In my program I use a regular expression until the word break then I use it again until the word stop. The first part of the program takes the matches and converts it from military time to regular time. The second part divides the military time by a number the user inputs. My code works, but I use my regular expression twice. How could change my program so I only use the regular expression once.

 with open(filename) as text:
        for line in text:
            pattern = re.search(r'((((2)([0-3]))|(([0-1])([0-9])))([0-5])([0-9]))', line)

            if pattern:

            if re.match("BREAK", line):
                break

        for line in text:
            m= re.search(r'((((2)([0-3]))|(([0-1])([0-9])))([0-5])([0-9]))', line)
            if m:

            if re.match("STOP", line):
                br开发者_如何学运维eak   


Firstly, your regex r'((((2)([0-3]))|(([0-1])([0-9])))([0-5])([0-9]))' has a preposterous number of parentheses in it.

Presumably you are not using the capturing groups so created. You appear to want to match HHMM where HH is 00 to 23 and MM is 00 to 59.

r'(2[0-3]|[01][0-9])[0-5][0-9] will do the same job. You can avoid the one remaining capturing group by doing r'(?:2[0-3]|[01][0-9])[0-5][0-9]'.

You may want to avoid spurious matches (e.g. the "2345" in "blah 23456789") by (e.g.) having \b at each end of the pattern.

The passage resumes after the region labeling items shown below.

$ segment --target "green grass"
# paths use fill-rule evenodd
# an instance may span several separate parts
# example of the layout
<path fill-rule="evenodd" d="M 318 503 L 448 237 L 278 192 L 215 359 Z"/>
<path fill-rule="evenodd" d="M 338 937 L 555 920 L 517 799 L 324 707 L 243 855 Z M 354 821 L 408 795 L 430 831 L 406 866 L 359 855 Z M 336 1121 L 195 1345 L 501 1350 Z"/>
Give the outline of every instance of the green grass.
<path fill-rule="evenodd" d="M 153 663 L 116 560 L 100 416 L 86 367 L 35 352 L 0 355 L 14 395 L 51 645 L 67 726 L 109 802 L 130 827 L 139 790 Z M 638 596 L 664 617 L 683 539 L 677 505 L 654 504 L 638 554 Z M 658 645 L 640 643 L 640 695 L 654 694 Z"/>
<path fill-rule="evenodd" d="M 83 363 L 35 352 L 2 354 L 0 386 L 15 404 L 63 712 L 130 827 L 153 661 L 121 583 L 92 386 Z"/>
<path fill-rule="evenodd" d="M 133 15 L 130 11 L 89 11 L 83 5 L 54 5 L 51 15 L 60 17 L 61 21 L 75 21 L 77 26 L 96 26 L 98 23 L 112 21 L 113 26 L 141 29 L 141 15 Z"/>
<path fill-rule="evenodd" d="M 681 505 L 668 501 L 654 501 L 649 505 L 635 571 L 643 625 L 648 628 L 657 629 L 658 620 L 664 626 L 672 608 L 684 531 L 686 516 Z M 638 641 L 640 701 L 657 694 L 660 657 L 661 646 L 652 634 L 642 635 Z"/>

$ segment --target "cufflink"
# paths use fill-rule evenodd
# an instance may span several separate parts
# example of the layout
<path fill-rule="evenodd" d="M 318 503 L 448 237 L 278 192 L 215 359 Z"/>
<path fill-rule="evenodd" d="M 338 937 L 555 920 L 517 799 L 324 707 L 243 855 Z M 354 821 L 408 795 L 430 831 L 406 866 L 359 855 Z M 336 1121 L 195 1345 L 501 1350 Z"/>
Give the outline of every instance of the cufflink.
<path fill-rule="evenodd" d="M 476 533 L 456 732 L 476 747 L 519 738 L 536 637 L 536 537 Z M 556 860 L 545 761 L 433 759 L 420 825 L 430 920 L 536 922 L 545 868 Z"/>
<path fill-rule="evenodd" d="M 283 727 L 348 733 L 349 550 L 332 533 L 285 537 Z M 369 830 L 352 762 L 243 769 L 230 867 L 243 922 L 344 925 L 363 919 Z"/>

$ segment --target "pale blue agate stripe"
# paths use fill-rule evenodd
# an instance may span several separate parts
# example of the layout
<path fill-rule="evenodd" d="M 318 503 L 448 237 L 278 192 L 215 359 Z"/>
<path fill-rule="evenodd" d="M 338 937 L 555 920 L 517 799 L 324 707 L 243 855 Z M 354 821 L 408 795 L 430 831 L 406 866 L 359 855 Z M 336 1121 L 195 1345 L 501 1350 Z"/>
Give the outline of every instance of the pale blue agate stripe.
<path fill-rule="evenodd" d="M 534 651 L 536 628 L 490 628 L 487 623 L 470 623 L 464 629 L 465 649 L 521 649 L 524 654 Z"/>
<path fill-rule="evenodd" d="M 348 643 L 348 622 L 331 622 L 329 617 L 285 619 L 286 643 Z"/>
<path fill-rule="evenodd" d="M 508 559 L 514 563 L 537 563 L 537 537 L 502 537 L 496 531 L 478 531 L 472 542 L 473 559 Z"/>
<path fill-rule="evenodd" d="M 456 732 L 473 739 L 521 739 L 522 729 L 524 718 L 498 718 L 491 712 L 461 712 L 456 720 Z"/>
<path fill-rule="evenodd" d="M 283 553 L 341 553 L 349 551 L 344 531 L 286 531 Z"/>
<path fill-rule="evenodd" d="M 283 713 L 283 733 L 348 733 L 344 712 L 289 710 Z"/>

Here's a replacement for your code:

import re
searcher = re.compile(r'\b(?:2[0-3]|[01][0-9])[0-5][0-9]\b').search
with open(filename) as text:
        for line in text:
            m = searcher(line)
            if m:
                do_something_1(line, m)
            if line.startswith("BREAK"): # equivalent to your code; is that what you really mean??
                break
        for line in text:
            m = searcher(line)
            if m:
                do_something_2(line, m)
            if line.startswith("STOP"): # equivalent to your code; is that what you really mean??
                break   


The simplest is to use

my_re = re.compile("your regex")
my_re.search(some_string)
my_re.search(some_other_string)

That avoids defining the regex twice.

Depending on the contents of the document, you could split on 'BREAK' or match multiple, hard to know without seeing an example or more definition.